Such electrical conductors are known and are usually in the form of a grid of heating wires extending between conductive strips, for example as described in GB Pat. No. 972,453 and GB Pat. No. 1,183,316. In another construction the conductors may be conductive strips and a heating film coated onto the glass surface and extending between the conductive strips.
It is common practice for automobile windshields to have an obscuration band which is usually black, fired to a marginal band of the windshield. In a laminated windshield this band is usually carried around the margin of the inner surface of the inner glass sheet, that is the surface of the glass which is exposed inside the vehicle when the windshield has been fitted. This obscuration band hides from external view the flange on the car frame to which the windshield is usually adhered, and hides any adhesive or any other securing means which lie behind the periphery of the windshield. When manufacturing a laminated windshield the obscuration band is painted onto the appropriate glass surface when the glass is cold and is fired onto that surface when the glass passes through the sag bending furnace as one of a pair of glass sheets which are sag bent together prior to lamination.

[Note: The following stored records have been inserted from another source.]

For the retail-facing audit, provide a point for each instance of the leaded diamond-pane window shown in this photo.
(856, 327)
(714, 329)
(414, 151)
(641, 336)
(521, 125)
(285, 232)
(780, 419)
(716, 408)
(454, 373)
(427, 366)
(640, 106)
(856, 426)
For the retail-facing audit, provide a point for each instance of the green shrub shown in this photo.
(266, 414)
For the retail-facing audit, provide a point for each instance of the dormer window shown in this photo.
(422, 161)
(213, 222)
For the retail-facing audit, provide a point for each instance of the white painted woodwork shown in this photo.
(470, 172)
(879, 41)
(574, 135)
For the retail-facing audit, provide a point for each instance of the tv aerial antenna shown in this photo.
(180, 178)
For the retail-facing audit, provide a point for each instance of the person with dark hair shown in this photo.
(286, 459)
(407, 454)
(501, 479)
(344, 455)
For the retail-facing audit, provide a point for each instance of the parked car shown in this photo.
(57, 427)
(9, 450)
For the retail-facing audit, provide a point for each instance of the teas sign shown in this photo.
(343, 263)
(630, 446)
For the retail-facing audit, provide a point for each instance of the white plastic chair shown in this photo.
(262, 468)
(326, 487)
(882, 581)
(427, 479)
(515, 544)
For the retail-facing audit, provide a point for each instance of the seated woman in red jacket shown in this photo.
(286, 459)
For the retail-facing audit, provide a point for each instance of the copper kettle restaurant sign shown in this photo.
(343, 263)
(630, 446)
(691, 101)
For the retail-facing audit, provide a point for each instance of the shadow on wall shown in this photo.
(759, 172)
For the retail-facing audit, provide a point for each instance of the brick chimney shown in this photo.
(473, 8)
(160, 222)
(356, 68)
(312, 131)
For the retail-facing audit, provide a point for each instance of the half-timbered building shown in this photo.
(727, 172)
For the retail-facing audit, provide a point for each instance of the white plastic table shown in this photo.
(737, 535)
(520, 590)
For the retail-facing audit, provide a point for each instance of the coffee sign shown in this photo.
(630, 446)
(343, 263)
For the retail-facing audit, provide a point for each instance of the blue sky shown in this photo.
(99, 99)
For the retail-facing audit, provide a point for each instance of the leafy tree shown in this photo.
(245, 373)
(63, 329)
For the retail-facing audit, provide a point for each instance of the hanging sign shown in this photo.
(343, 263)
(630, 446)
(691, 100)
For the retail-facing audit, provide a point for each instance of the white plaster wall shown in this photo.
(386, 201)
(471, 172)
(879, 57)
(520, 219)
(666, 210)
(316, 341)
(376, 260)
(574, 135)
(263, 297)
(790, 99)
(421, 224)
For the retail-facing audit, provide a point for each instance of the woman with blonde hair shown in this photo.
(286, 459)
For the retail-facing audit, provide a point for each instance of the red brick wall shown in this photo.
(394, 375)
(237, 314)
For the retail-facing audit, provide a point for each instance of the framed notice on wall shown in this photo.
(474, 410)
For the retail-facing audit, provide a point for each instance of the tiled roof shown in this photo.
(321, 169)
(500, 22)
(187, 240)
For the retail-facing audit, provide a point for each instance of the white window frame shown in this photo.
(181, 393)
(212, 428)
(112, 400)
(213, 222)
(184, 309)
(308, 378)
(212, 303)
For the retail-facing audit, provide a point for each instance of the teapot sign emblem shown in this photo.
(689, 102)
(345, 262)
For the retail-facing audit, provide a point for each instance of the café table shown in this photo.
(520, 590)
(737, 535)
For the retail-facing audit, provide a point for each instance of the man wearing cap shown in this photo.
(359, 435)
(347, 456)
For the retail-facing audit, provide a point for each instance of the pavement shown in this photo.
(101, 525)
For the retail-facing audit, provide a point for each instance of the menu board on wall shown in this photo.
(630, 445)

During sag bending the surface of the glass which carries the obscuration band has to be uppermost in order to avoid problems with smudging or sticking of the paint. Since it has been customary to laminate the glass sheets together in the same order as that in which they are sag bent, this is not inconvenient since it results in the obscuration band being carried on the inner surface of the windshield.
GB Pat. No. 2,078,169 discloses reversing the order of two glass sheets after bending and before laminating in cases where the sheets have different physical-chemical properties and/or different thicknesses. There is no disclosure in GB Pat. No. 2,078,169, however, of the provision of electrical conductors and obscuration bands.
When electrical conductors are incorporated in the laminate they are usually carried between one of the glass sheets and the interlayer. Conventionally therefore the conductive strips extending along opposite edges of the windshield, usually near the top and bottom of the windshield, are not obscured from external view by the obscuration band.